April 29, 2015
Introducing Deserved Run Average (DRA)'And All Its Friends
Baseball Prospectus' Director of Technology Harry Pavlidis will be chatting with readers Thursday at 1 p.m. ET. If you have any questions after reading this overview of Deserved Run Average, ask them here.
But ERA has a problem: it essentially blames (or credits) the pitcher for everything, simply because he threw the pitch that started the play. Sometimes, that is fair. If a pitcher throws a wild pitch, he can’t blame the right fielder for that. And if a pitcher grooves one down the middle of the plate, chances are that’s on him too. Not too many catchers request those.
However, most plays in baseball don’t involve wild pitches or gopher balls. Moreover, things often happen that are not the pitcher’s fault at all. Sometimes the pitcher throws strikes the umpire incorrectly calls balls. Other times they induce grounders their infielders aren’t adept enough to grab. And still other times, a routine fly ball leaves the park on a hot night at a batter-friendly stadium.
ERA doesn’t account for any of that. It just tells us, in summary fashion, how many runs were “charged” to the pitcher “of record.” And so, a starting pitcher who departs with a runner on first gets charged with that run even if the reliever walks the next three batters. The same starter would get charged if the reliever makes a good pitch, but the shortstop can’t turn a double play. And none of these runs count at all if they are “unearned”— an exclusion by which the home team’s scorer decides whether a fielder demonstrated “ordinary effort.”

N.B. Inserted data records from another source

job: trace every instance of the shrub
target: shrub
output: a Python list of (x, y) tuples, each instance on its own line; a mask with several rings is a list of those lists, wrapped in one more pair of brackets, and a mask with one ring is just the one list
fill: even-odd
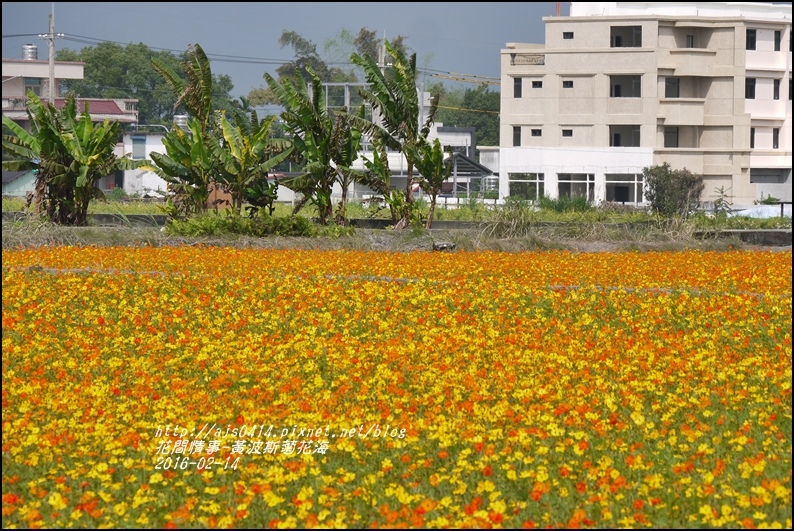
[(310, 219), (302, 216), (272, 217), (260, 213), (252, 219), (232, 211), (225, 216), (210, 213), (186, 220), (171, 219), (166, 232), (174, 236), (315, 236), (317, 229)]
[(667, 162), (643, 168), (642, 175), (651, 210), (667, 218), (687, 217), (697, 207), (705, 188), (701, 175), (686, 168), (673, 170)]
[(127, 192), (124, 191), (124, 188), (113, 188), (108, 193), (105, 194), (105, 199), (108, 201), (123, 201), (127, 199)]
[(541, 210), (552, 210), (554, 212), (588, 212), (595, 208), (586, 197), (581, 195), (574, 197), (562, 196), (556, 199), (543, 196), (540, 198), (538, 205)]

The list of problems goes on. Pitchers who load the bases but escape are treated the same as pitchers who strike out the side. Pitchers with great catchers get borderline calls. Guys who can’t catch a break for months show immense “improvement.” Guys who are average one year wash out the next. ERA, in short, can be a bit of a mess, particularly when we have only a few months of data to consider.
The problem is this: We know which runs came across the plate, but we can’t tell, just from ERA, which runs were actually the pitcher’s fault. What we need is a reliable way to determine which runs the pitcher deserves to be charged with. That is the challenge we took on in creating Deserved Run Average (DRA).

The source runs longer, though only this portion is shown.